Phase II Amount
$1,414,479
CCRi will enhance the utility of large-scale, geographically separated, semantic datasets by developing distributed capabilities for level 1 (entity resolution) and level 2 (inference) data fusion. CCRi will extend the model training server developed in Phase I, as well as the advanced techniques for concept extraction and visualization of large-scale semantic datasets developed during a parallel effort, to support streaming data, Map/Reduce model training, and integration with enriched data providers, as well as simplified model training.
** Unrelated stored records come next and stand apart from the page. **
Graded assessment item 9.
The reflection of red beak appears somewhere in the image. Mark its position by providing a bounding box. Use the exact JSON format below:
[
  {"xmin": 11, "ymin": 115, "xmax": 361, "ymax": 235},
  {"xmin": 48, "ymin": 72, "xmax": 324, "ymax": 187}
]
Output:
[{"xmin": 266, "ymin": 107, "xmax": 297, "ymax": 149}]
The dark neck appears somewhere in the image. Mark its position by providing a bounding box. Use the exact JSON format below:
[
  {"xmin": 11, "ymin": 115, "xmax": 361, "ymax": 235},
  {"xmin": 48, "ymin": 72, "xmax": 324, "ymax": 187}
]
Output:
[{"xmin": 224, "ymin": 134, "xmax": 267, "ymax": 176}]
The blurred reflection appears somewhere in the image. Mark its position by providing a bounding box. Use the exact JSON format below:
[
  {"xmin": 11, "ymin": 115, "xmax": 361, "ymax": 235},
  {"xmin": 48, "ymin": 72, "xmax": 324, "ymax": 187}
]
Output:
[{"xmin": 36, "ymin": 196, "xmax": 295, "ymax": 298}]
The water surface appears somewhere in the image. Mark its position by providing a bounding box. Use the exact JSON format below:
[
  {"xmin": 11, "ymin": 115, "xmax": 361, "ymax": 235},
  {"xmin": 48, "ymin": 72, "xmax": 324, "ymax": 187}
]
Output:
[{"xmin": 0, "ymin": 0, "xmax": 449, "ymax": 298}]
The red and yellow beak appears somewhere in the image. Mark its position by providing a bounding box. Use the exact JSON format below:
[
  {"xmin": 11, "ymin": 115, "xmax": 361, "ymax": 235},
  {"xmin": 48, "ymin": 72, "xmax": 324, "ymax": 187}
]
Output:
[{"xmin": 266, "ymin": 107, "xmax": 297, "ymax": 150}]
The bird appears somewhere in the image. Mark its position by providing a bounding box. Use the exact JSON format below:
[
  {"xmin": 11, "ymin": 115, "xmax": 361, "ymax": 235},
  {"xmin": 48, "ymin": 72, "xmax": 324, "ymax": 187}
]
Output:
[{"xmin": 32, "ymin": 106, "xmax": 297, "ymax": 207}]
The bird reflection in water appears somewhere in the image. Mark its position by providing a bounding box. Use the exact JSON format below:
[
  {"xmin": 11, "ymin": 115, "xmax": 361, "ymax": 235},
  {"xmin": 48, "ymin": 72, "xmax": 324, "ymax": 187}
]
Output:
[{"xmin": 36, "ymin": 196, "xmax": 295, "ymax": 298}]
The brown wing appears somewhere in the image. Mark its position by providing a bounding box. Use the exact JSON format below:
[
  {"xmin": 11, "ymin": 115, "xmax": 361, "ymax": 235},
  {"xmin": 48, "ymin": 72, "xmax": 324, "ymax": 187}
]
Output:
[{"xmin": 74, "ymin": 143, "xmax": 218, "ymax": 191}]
Models which incorporate temporal information will enable advanced predictive capabilities for relationships and concepts over time, which CCRi will investigate during Phase II. CCRi's primary focus in Phase II will be on the fusion of multiple models trained independently on distinct data sources, enabling model sharing without full data sharing, and fusion across clouds.
Benefit: The techniques investigated in Phase II, and the software which implements them, will enable insights obtained from automated analysis on isolated datasets to be combined across datasets. Level 1 (entity resolution) and Level 2 (inference) data fusion on large-scale semantic datasets, combined with advanced concept extraction and visualization, will enable operators to quickly obtain both broad and specific understanding of large relational datasets, as well as the ability to apply advanced predictive capabilities on this data.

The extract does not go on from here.